Die US-Geheimdienste, so berichteten etliche deutschsprachige Medien in den vergangenen Tagen, widersprechen in ihrer Einschätzung internationaler Bedrohungen in vielen Punkten dem amerikanischen Präsidenten.

Sie glaubten etwa nicht, dass „Nordkorea seine Atomwaffen aufgibt, außerdem sehen sie derzeit keine konkreten Indizien für die Entwicklung einer iranischen Atombombe“. Präsident Trump gehe im Gegensatz dazu davon aus, „dass Teheran weiter nach Atomwaffen strebe“. Warum das ein Widerspruch sein soll, bleibt ein Rätsel: Dass das iranische Regime aktuell nicht direkt an der Bombe bastelt, bedeutet keineswegs, dass es dem Wunsch nach Atomwaffen nicht weiter anhängt.

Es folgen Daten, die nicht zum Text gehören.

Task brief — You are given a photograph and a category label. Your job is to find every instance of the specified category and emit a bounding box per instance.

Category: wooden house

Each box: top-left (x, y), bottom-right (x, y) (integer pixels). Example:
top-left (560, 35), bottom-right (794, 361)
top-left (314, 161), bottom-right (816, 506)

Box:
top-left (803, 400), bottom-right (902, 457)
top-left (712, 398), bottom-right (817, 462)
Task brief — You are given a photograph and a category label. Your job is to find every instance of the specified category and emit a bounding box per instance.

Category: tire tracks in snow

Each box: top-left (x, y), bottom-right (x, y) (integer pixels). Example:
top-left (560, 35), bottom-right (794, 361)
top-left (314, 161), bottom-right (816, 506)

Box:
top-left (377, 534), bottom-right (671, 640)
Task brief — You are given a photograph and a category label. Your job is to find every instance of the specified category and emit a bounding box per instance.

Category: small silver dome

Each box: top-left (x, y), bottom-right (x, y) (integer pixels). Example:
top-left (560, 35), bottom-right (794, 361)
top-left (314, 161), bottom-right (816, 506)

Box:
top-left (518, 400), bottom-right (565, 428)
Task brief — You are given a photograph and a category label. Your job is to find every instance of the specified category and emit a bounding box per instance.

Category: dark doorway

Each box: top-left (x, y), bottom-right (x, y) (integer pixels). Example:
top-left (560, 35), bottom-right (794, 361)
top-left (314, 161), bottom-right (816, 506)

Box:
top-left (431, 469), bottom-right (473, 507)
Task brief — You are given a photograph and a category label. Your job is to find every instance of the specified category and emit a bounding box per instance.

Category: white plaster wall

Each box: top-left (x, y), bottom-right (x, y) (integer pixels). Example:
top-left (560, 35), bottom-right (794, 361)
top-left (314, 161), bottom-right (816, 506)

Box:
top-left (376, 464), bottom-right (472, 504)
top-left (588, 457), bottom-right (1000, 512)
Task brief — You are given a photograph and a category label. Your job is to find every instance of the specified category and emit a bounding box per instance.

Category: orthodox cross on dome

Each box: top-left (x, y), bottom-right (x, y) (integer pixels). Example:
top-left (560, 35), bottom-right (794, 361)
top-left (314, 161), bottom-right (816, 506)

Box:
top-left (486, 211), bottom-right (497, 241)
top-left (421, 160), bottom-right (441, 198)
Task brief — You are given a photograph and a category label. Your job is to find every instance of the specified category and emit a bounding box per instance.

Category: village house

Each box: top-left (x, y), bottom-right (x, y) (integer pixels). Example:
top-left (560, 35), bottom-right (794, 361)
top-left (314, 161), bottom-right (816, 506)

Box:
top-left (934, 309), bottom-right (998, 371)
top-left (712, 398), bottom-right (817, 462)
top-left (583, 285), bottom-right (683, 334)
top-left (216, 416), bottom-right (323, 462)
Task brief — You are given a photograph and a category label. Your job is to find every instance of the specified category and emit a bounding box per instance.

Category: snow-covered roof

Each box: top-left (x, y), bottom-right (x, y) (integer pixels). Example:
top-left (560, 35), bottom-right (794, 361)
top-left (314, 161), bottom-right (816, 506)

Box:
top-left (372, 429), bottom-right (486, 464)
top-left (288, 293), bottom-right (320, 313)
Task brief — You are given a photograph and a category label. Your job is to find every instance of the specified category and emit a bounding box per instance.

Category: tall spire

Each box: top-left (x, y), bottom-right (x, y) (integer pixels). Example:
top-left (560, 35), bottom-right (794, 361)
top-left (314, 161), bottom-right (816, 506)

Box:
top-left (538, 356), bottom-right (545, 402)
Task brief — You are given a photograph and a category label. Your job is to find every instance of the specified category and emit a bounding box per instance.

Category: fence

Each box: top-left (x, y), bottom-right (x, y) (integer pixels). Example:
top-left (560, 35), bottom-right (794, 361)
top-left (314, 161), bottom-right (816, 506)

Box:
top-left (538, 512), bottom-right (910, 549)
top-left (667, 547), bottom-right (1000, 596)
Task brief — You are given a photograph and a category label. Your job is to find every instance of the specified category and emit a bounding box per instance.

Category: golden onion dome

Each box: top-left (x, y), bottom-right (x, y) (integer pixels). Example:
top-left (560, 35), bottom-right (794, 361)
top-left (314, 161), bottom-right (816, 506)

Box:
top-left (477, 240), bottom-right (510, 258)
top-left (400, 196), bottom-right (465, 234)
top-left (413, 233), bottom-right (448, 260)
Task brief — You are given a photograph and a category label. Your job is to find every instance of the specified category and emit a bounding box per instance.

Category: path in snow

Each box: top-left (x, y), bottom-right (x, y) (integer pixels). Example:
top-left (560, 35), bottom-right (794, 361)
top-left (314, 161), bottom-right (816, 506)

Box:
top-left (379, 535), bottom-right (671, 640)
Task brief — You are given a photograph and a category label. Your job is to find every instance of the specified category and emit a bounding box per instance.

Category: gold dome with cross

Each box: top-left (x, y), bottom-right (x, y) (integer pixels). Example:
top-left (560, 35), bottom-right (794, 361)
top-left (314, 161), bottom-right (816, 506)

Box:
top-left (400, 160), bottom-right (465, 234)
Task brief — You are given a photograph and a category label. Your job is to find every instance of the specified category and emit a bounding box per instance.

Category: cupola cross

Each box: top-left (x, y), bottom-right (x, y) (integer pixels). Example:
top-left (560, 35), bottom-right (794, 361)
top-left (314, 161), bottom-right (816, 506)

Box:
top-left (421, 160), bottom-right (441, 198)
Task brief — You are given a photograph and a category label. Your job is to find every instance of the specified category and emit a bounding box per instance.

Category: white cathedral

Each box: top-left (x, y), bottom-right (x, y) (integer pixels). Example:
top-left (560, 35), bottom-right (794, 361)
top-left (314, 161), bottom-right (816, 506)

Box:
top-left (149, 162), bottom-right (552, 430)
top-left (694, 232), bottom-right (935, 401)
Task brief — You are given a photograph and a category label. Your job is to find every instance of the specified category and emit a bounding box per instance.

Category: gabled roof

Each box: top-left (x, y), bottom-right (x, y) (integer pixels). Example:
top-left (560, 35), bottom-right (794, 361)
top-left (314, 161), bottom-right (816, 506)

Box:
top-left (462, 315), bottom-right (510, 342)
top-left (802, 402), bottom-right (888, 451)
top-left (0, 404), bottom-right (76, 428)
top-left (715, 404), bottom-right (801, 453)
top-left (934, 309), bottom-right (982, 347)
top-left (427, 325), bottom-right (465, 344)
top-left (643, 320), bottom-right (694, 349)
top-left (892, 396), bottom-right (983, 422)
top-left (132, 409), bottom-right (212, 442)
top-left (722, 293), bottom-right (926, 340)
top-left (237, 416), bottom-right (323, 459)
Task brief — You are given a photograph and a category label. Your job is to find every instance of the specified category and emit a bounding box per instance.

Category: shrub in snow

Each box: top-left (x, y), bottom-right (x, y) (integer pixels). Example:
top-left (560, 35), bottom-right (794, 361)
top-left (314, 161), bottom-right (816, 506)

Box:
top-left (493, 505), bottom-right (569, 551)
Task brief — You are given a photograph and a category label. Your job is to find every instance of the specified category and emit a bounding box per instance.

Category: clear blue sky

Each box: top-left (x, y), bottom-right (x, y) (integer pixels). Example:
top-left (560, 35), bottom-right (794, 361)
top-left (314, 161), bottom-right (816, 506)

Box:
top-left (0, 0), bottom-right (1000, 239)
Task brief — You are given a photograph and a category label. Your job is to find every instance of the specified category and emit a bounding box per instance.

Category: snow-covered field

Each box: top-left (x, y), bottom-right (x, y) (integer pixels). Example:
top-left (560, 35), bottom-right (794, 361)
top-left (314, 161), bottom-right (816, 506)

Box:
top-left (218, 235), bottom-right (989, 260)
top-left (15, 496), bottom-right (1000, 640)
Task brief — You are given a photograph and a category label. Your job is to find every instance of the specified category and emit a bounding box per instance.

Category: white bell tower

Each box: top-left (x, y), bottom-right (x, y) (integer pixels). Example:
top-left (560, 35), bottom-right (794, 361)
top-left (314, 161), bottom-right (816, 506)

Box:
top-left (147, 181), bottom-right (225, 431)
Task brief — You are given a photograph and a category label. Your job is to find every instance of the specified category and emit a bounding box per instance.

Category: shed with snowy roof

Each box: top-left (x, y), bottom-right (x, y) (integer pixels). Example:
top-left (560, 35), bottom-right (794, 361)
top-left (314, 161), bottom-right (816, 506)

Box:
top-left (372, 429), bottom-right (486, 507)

Bemerkenswert ist vor allem aber, dass die US-Geheimdienste noch einiges mehr über die Aktivitäten des iranischen Regimes zu sagen hatten – doch dafür scheint sich kaum jemand zu interessieren.

Werfen wir, wenn es sonst schon niemand tut, einen Blick darauf, was Dan Coates, der „Direktor der nationalen Nachrichtendienste“, dem Geheimdienst-Ausschuss des US-Senats am Dienstag in seinem Eröffnungsstatement zu berichten wusste.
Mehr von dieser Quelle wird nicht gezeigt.